College students with Saipan roots volunteer at Karidat


Lena Catherine Fox, right, and Maryam Abidi, left, pose for a photo with Karidat executive director Lauri B. Ogumoro at the organization’s office.
(Thomas Manglona II)

Lena Catherine Fox and Maryam Abidi don’t remember much about their childhood on Saipan. Both of their parents worked as professionals on the island in the 1990s. The two college students are volunteering at Karidat for the summer and learning more about their Saipan roots.

Fox, 21, is a rising senior at Pomona College studying sociology in California, while Abidi, 20, attends Ohio State University double-majoring in strategic communication and women studies with a minor in human rights.

Fox, who was born on Saipan, left the island when she was just 3 years old and moved to Hawaii with her parents, Beth and Andrew Fox, who are both pediatricians. Her return to the CNMI was made possible through an independent research grant from her college.

“I don’t remember anything about Saipan and I thought it would be nice to go back and learn more,” she said. “I have this great opportunity and my school helped me get here.”

Fox’s research focuses on compiling data on homelessness on Saipan, which she says is especially prevalent in the aftermath of last year’s typhoon.

“I spent the first week looking at data and now interviewing volunteers to get experience and get a better picture of homelessness on island,” she explained.

While she initially did not know what to expect, she said that there are striking similarities between where she grew up in Hawaii and Saipan.
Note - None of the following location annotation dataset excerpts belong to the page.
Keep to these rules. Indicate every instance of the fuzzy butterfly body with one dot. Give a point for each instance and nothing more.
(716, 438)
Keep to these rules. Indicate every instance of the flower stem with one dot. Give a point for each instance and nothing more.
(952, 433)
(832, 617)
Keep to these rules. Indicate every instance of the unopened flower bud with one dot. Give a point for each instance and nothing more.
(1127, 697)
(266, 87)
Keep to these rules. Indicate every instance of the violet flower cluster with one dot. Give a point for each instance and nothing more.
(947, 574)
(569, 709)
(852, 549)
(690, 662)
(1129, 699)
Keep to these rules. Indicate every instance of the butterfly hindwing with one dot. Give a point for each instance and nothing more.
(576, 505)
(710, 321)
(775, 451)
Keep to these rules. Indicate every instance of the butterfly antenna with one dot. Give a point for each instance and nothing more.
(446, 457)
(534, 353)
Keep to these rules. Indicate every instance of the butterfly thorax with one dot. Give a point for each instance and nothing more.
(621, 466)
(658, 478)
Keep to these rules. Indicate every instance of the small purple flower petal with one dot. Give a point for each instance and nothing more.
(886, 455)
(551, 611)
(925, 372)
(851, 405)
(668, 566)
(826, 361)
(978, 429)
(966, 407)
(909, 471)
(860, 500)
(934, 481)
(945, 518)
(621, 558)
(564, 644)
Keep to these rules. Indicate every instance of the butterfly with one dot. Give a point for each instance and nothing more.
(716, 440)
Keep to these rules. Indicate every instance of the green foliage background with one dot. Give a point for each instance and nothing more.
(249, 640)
“I found a lot of similarities, especially with the indicators of homelessness and the immense population of people that are living without stable housing and how drugs influence that. “

For Abidi, her time on Saipan as a child is a blur too, but her parents, Syed Abidi and Farhana Habib, have told her about it many times.

Much of her time has been spent on intake for cases, coordinating translations, and administrative work regarding human trafficking.

“I’ve been planning to come back…and it finally worked out,” she said. “Lauri Ogumoro (Karidat executive director) has been telling me about all the work Karidat does and it aligns with my academic interests and the kinds of academic investigations I do at school.”

She was even able to connect the office with student translators in the mainland, whom she said are objective participants in the cases. She added, “Being here has been really fascinating… As an academic and academic intellectual venture and also for me to be on the ground doing work with people that need it and helping them get whatever limited justice we can offer them.”

Fox and Abidi have also made time to enjoy the island’s beaches. “The beaches are great the water is warm and clear. Everyone is really nice here,” Fox said. For her part, Abidi said, “I can’t remember the last time I saw the beach. It is nice to see the beach right after work. “

While both students will be leaving the CNMI at the end of the month, Fox and Abidi are keeping their options open when considering whether or not to return.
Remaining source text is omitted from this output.